Figure 1. Spice.ai S3 Vectors integration.

What is Vector Similarity Search?

Vector similarity search retrieves data by comparing similarities in multi-dimensional representations, instead of relying on exact keyword or value matches. This method powers semantic search, recommendation systems, and retrieval-augmented generation (RAG) in AI applications.

The process works as follows:

Convert data to vectors: Turn items like text, images, or audio into vectors - arrays of numbers that capture the data's core meaning or features. Machine learning models handle this conversion, known as embedding. Examples include Amazon Titan Embeddings or Cohere Embeddings via AWS Bedrock, or MiniLM L6 available on HuggingFace.
Store the vectors: Store the embeddings in a specialized vector database or index designed for fast similarity queries.
Query with a vector: Convert the user's query (e.g., a phrase or image) into a vector. The system then identifies the closest matches using distance measures such as cosine similarity, Euclidean distance, or dot product.
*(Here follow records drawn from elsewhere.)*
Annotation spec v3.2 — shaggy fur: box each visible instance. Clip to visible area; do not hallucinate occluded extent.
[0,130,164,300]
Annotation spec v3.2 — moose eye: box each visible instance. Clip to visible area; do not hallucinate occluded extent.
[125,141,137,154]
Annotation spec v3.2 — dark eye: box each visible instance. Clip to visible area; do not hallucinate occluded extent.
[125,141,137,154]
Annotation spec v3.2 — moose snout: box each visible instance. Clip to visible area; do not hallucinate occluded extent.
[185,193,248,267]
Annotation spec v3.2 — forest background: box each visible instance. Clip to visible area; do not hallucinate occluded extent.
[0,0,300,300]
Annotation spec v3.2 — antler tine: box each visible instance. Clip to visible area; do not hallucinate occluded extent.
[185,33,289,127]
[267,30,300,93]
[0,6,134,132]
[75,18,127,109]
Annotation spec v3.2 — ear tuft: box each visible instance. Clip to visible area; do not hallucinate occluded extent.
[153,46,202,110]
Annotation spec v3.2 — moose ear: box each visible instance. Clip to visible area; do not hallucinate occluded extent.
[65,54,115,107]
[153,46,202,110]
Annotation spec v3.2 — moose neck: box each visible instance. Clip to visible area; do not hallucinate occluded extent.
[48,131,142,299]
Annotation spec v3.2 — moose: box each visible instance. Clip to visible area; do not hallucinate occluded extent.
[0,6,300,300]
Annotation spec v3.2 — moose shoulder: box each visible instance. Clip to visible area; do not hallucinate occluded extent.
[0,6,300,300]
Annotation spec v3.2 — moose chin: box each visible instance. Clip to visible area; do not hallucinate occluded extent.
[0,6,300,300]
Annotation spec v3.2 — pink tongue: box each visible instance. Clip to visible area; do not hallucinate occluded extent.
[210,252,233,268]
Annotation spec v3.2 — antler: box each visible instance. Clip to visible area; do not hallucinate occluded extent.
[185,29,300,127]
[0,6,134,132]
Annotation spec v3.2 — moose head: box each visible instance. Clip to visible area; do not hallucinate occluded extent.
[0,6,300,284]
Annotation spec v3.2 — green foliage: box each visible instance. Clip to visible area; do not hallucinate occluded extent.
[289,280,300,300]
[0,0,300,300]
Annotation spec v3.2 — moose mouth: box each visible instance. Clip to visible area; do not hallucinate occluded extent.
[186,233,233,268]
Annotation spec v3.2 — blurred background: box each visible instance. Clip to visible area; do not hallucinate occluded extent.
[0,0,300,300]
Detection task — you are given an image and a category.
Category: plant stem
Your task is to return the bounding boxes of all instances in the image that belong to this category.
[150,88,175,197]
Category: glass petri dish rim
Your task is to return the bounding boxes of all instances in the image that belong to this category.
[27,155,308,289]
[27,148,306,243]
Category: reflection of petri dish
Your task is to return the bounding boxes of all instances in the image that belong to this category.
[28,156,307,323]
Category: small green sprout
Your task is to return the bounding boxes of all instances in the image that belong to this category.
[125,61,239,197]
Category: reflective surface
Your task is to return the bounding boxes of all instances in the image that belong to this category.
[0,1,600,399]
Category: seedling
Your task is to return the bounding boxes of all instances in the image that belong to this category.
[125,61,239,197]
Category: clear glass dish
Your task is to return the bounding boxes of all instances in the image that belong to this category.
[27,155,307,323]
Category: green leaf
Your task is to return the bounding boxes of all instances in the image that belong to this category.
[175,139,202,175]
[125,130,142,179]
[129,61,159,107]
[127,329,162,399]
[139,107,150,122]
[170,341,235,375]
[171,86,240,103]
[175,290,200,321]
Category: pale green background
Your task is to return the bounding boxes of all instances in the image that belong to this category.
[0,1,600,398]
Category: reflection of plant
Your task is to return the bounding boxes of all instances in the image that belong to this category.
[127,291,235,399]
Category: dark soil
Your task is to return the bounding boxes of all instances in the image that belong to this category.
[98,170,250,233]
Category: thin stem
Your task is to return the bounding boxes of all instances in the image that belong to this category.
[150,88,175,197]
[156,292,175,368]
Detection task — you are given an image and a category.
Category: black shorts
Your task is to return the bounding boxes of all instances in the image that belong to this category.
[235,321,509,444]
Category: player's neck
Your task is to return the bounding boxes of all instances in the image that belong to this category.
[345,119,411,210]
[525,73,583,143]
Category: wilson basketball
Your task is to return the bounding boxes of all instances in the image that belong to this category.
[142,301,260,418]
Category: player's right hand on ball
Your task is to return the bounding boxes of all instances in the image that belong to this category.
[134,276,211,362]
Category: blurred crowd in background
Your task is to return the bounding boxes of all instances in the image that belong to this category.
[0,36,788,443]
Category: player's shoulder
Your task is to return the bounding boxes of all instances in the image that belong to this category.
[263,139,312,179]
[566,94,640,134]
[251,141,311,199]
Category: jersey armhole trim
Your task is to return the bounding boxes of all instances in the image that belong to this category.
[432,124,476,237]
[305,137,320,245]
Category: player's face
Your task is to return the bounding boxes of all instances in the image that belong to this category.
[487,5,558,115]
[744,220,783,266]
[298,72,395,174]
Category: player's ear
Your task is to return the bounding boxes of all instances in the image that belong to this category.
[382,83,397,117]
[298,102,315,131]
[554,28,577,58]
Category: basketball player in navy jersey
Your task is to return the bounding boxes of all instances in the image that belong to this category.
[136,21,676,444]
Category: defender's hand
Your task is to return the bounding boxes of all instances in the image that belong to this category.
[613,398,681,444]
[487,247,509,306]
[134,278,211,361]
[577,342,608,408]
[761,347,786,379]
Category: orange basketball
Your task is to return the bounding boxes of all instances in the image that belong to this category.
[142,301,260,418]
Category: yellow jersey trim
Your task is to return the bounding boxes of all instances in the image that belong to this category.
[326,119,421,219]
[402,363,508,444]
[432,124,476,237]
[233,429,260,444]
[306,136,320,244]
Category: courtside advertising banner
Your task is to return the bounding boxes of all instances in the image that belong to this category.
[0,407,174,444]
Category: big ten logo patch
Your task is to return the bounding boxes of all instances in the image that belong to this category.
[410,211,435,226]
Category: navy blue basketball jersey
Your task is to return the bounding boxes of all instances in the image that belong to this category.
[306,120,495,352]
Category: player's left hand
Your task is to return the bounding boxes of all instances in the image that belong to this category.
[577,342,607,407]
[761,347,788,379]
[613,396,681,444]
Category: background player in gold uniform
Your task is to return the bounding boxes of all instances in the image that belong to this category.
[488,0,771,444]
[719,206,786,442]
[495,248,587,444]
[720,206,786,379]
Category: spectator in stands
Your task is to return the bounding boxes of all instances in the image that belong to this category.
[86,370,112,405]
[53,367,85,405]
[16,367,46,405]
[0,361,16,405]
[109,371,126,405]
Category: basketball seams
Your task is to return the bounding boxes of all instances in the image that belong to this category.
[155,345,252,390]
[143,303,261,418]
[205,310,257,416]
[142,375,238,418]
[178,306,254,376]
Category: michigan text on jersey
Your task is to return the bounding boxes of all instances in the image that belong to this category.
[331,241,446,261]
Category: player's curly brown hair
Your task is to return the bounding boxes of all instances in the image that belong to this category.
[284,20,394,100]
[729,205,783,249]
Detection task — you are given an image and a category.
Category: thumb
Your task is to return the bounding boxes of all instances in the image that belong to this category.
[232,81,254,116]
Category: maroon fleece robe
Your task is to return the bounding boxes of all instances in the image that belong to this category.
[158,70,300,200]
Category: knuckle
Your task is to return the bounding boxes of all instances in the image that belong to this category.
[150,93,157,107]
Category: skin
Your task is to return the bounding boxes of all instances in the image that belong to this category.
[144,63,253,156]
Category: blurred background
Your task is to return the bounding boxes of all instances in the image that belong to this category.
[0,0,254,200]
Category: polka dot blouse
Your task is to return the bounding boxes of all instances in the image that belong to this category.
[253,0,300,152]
This approach provides precise, context-aware data retrieval from vast unstructured datasets. It supports AI applications that prioritize understanding over simple matching.

With the S3 Vectors integration, this process and the lifecycle of vectors is completely managed by the Spice.ai runtime, which also provides an intuitive SQL interface for querying.

Amazon S3 Vectors

Amazon S3 Vectors, launched in public preview on July 15, 2025, provides the first cloud object store with native vector storage and querying, extending AWS object storage for semantic search and retrieval. It features vector indexes within buckets for embedding organization, PUT APIs for uploads, and query APIs for similarity searches using metrics like cosine distance.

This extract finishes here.